The case scenario is that I have measurements of p correlated variables (from the curves describing the movement of a body segment for each time instant during a particular movement) for n individuals considered 'normal' and I would like to devise an 'abnormality metric' based on this normal population to evaluate the distance of new subjects ('patients') to the 'normal pattern'.
Problem: $n<<p$ and the p variables are correlated
I thought of using pca to decorrelate and reduce the number of dimensions ( retain the first d components according to some criteria). But, when I calculate the Euclidean distance for each of the n=35 observations using the standardised coordinates (i.e. Mahalanobis distance) I get the exact same value for each observation.
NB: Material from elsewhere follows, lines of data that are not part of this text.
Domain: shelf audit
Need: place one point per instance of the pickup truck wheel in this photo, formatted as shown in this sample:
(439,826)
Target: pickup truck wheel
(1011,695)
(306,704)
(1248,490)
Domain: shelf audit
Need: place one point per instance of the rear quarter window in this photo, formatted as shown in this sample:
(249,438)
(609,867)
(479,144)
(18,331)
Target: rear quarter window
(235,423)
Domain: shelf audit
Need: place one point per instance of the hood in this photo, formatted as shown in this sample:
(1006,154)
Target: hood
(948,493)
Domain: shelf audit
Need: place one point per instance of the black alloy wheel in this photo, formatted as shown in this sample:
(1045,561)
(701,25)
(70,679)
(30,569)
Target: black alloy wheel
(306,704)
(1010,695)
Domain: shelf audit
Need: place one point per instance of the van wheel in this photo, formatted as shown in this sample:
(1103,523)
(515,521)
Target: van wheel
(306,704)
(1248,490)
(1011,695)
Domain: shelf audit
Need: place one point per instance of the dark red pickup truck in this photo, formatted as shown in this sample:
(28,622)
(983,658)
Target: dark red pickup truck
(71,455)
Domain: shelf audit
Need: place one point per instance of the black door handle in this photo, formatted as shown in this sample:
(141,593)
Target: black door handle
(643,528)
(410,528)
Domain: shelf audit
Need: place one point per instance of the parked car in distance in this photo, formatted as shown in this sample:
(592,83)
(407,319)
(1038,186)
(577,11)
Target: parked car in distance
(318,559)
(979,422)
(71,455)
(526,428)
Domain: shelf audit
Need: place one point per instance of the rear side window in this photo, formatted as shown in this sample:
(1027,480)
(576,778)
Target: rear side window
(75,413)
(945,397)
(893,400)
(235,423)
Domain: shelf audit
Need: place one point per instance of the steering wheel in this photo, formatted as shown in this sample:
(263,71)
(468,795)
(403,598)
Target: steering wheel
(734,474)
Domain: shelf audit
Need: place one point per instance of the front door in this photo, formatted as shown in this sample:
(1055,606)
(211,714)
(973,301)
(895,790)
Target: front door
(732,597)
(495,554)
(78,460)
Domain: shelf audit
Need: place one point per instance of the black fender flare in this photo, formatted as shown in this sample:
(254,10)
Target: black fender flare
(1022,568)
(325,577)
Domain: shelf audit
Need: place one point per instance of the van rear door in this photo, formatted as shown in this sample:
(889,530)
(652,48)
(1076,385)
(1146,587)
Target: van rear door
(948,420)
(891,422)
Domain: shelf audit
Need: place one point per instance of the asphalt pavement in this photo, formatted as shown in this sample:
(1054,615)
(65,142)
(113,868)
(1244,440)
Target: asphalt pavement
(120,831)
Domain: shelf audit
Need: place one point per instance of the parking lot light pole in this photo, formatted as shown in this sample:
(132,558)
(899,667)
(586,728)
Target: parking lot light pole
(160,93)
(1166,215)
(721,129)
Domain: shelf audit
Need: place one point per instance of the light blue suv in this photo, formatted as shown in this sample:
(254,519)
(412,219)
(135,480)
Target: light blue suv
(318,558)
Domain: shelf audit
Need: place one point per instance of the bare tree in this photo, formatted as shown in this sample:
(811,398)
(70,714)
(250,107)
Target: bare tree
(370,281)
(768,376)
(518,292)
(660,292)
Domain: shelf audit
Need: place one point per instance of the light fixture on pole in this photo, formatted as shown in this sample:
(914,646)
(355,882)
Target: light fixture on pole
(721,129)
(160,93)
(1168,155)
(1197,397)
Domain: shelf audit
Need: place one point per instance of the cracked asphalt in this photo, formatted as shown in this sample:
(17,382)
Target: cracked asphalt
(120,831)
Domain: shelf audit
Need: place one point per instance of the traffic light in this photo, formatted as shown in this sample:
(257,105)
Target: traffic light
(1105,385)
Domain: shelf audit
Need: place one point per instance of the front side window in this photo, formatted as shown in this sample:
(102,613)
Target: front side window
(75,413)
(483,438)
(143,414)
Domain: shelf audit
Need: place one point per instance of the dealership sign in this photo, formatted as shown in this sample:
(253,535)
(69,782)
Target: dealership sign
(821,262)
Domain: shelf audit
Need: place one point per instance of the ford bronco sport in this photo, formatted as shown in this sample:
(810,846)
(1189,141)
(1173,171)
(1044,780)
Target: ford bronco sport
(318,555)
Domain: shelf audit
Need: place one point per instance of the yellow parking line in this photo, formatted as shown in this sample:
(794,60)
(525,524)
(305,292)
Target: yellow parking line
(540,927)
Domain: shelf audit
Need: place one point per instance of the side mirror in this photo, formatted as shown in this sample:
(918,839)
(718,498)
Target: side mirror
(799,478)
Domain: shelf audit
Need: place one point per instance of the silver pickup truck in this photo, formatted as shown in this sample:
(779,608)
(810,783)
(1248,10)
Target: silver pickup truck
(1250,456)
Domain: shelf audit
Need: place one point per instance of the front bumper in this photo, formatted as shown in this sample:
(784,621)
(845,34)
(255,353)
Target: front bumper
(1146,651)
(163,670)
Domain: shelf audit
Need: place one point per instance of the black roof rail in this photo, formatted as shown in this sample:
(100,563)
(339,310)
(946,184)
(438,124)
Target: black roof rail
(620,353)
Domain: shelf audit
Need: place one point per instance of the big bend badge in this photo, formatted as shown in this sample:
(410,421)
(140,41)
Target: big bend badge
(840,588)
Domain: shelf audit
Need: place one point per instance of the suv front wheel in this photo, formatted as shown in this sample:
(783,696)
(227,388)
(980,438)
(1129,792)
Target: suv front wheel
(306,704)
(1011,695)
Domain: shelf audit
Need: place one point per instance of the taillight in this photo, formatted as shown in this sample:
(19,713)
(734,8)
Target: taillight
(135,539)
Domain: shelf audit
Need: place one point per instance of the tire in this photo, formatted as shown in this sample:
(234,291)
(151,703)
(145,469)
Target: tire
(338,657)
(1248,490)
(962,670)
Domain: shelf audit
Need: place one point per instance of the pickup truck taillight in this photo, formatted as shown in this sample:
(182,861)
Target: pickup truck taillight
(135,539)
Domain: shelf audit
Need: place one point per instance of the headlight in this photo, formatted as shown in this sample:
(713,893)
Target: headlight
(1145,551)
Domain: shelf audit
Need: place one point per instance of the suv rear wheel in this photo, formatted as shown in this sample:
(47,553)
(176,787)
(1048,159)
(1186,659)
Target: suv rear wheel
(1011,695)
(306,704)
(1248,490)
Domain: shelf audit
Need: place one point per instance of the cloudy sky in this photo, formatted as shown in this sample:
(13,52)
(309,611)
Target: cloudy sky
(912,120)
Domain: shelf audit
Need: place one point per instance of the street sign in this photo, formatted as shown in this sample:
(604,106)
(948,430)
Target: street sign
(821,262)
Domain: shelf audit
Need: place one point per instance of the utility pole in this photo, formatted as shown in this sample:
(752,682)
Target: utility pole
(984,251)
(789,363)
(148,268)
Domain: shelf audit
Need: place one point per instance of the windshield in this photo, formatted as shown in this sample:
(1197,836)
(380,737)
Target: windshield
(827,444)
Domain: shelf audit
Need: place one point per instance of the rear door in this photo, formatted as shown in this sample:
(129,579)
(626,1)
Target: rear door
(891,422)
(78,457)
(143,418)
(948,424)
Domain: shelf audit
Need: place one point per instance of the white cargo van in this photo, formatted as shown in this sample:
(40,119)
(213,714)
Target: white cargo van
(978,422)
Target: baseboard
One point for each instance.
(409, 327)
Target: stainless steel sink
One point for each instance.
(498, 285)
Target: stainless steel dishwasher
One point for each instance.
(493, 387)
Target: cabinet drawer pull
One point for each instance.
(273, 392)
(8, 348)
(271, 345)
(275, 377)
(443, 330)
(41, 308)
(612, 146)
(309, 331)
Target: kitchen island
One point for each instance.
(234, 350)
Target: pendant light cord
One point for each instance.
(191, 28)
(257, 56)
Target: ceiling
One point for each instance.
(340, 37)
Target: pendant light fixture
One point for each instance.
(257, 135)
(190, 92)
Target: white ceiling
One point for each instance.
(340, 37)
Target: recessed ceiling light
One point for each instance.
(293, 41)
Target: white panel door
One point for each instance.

I suspect this is one of the consequences of $n<<p$ of the original data since this is clearly not the case when $n>p$ (for example displayed here) I also checked that I do not get the same distance when I project a new observation on the standardised components and calculate the euclidean distance.
My questions are:
- Is there a theoretical result about this behavior (e.g. can I predict the value of the value for the distance for all points considering the covariance structure, n and p)?
- Should I be worried about my 'distance to the normal mean' metric?